In 20 years of travel and journalism work, I have never experienced such despair, abject poverty, or frustration. Nor have I encountered such beauty, strength and resilience. I return again and again and through my own photography try to tell this story, whilst teaching the women who want to learn how they can use photography to tell their own stories. This isn’t about giving the women of Sierra Leone a voice, they have voices, big ones and they certainly don’t need me to show them how to use them. They’re just not being listened to enough. Photography can give them a platform from which to shout, or whisper, whatever they want the rest of the world to know. I believe in the training of indigenous photographers if we are to have a more accurate and balanced view of the world. Photography is no longer the privilege of the ‘wealthy’ white Westerner with his/her fancy camera - and I include myself in this description.
Meanwhile, Women with Cameras, continues and grows. A few of the women are using photography for creative expression; to advocate for change on issues which affect them; and to earn incomes. Several of the women have visited us in the UK, in Hull, Liverpool and London, for further media skills training and to promote their photographic work, or even just to share their anecdotes and stories of life in Sierra Leone. Organisations such as BBC Humber, the International Slavery Museum, the Rotary Club, local newspapers and countless friends and acquaintances have helped me to fund raise and provide opportunities. There is so much work for us still to do, and often the going is painful, exasperating and financially hair-raising. But just look at what these women have achieved.
Rebecca has set up a small photography business in her village, making passport style photos for students at schools for their exam papers, and offering secretarial work and sports’ day certificates carrying images of the participants. Julie is using photography to campaign against domestic violence and female genital mutilation. Gladys, a poorly-paid teacher, has an evolving ‘Christmas in Freetown’ photography theme which is paying for her further education studies in Public Sector Management. Francess, formerly unemployed and frustrated to the point of paralysis, became a professional photographer, exhibiting her work in the UK, publishing her first photography portfolio, and winning a scholarship to study for two weeks at the Pacific NorthWest Arts School in the USA, under the tutoring of National Geographic legend, photographer Mr Sam Abell.

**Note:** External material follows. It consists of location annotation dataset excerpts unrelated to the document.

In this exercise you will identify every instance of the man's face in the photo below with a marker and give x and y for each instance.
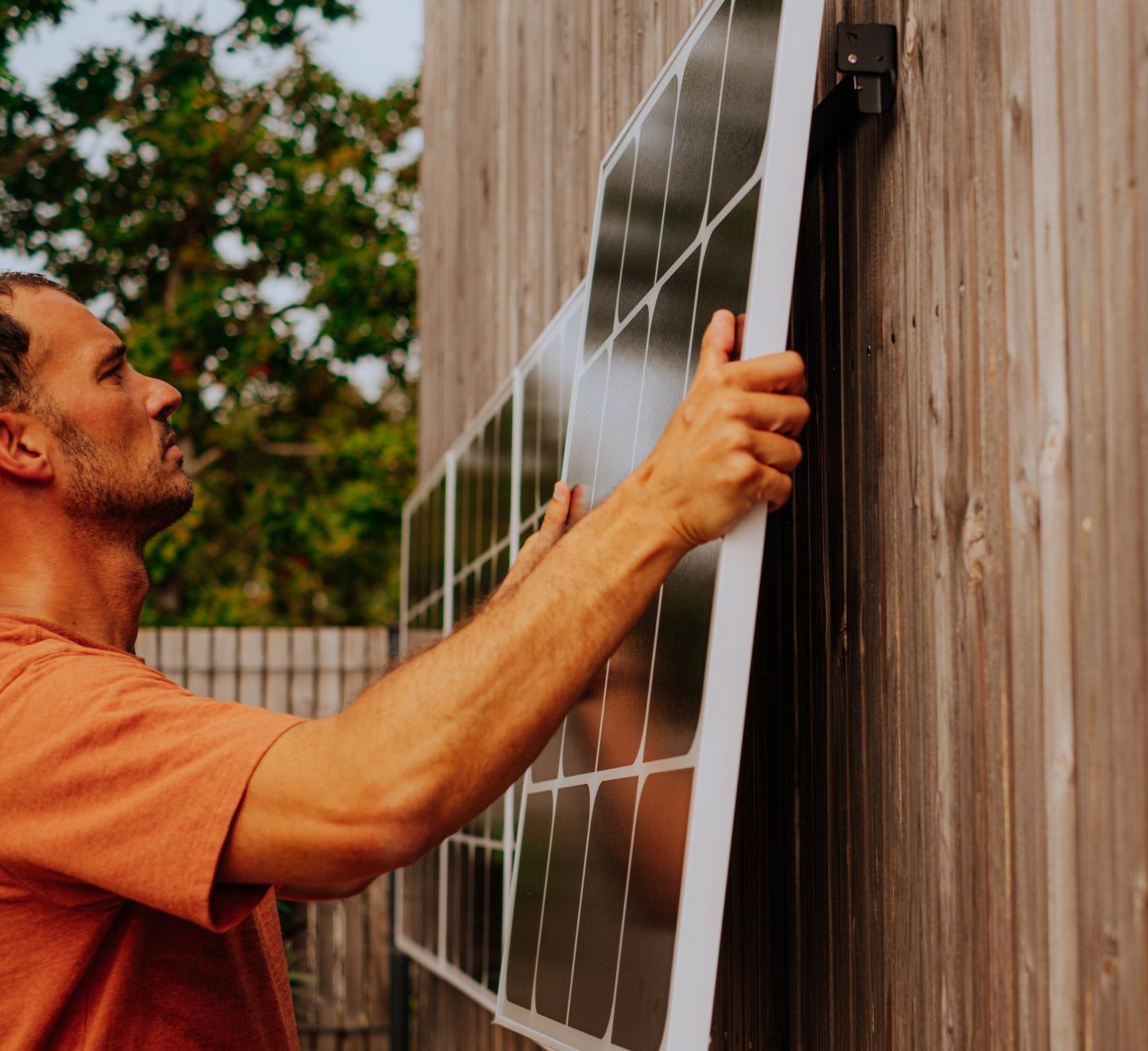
(121, 474)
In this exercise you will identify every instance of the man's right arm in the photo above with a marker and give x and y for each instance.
(338, 801)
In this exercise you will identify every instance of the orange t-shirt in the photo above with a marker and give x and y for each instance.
(118, 789)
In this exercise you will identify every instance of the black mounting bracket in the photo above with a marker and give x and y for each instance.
(867, 55)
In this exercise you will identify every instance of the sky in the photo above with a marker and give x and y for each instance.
(385, 45)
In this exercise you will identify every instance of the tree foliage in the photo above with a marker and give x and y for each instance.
(253, 241)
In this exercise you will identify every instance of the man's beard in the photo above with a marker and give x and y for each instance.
(121, 502)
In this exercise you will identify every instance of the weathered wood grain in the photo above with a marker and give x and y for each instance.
(344, 945)
(941, 838)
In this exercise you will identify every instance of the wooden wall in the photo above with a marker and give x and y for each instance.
(341, 949)
(941, 836)
(520, 100)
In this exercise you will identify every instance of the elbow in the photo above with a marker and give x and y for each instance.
(395, 825)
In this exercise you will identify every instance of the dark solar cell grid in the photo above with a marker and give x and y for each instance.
(602, 851)
(454, 898)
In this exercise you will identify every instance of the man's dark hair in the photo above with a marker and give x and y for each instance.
(15, 339)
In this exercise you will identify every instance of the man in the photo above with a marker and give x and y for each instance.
(142, 828)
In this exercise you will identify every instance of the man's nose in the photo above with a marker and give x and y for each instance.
(163, 399)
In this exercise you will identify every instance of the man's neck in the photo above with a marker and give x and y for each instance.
(88, 584)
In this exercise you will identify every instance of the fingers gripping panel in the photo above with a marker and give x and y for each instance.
(594, 933)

As for me, the work continues. I’m in touch with the women day-in, day-out. Without their collaboration, without their willingness to open up their lives to me, and to give something new a try, there would be no photos, no stories. My latest offshoot project ‘Fighting for Gold’ is the most ambitious yet; to bring the underfunded, under-equipped Sierra Leone’s women boxing team to train in the UK in the run-up to the Olympics 2012 in London when, for the first time in the history of the Olympic Games, women will be allowed to fight in the ring. These women are fighting to be there, to bring home the gold, and symbolise the women of Africa fighting for their rights to be seen, to be noticed, to be respected.